Drzewiecki - jak wynika z ustaleń CBA - umówił się we wrześniu z Sobiesiakiem w warszawskim biurowcu Metropolitan przy pl. Piłsudskiego. Było to już po tym, jak ówczesny szef Biura Mariusz Kamiński przesłał członkom prezydium parlamentu oraz prezydentowi informację o aferze hazardowej. Pisał w niej m.in. o rozmowach Drzewieckiego i ówczesnego szefa Klubu PO Zbigniewa Chlebowskiego z biznesmenami z branży hazardowej oraz o prawdopodobnym przecieku w sprawie akcji CBA o kryptonimie "Black Jack" - pisze "Rzeczpospolita".

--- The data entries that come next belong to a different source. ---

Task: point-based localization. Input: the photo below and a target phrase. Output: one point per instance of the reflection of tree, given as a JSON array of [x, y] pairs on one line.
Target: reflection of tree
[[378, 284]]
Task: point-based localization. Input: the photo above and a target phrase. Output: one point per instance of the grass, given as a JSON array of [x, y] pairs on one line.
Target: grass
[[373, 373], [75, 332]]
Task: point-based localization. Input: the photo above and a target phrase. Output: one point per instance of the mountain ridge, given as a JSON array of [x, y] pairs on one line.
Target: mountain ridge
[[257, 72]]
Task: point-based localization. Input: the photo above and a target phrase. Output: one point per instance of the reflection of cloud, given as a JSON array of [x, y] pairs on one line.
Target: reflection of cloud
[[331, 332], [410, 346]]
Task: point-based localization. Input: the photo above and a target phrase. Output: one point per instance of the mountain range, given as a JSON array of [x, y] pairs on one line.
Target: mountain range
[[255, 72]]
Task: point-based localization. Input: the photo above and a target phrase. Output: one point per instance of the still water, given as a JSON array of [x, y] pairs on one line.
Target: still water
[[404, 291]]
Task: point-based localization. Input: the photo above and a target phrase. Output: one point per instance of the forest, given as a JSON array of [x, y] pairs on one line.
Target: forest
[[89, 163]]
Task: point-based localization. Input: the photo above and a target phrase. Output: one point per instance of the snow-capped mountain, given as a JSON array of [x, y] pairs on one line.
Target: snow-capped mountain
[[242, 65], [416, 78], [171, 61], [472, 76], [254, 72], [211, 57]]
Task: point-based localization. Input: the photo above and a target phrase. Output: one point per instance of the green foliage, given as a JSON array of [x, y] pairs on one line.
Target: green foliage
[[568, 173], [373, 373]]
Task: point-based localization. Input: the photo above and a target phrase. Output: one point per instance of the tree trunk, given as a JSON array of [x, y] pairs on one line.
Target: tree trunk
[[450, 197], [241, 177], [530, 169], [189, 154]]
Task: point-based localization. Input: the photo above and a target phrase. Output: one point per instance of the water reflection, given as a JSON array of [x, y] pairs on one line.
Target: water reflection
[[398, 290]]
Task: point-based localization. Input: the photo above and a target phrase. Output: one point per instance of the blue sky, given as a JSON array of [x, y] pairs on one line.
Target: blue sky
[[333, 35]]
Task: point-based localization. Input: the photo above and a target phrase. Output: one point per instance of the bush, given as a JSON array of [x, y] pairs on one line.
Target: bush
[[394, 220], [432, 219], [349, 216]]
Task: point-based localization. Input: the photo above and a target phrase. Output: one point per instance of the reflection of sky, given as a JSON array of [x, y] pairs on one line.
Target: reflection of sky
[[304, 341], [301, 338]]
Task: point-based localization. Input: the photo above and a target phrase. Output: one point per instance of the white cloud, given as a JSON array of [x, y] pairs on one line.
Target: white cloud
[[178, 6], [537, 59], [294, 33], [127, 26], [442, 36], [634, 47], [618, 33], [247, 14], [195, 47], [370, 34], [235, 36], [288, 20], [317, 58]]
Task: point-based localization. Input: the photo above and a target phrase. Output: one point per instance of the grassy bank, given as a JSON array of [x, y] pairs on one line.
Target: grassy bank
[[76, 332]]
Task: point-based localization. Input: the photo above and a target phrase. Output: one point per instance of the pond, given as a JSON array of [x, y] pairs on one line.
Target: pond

Drzewiecki nie pojawił się w umówionym miejscu. Jak jednak ustalili agenci CBA, wcześniej skontaktował się z nim pewien mężczyzna. Po rozmowie z nim minister zamiast do Metropolitanu udał się do hotelu Radisson przy ul. Grzybowskiej. Tam w pokoju 606 spotkał się z Ryszardem Sobiesiakiem. Po dziesięciu minutach Drzewiecki opuścił hotel. CBA zabezpieczyło taśmy z kamer monitoringu w hotelu - donosi gazeta.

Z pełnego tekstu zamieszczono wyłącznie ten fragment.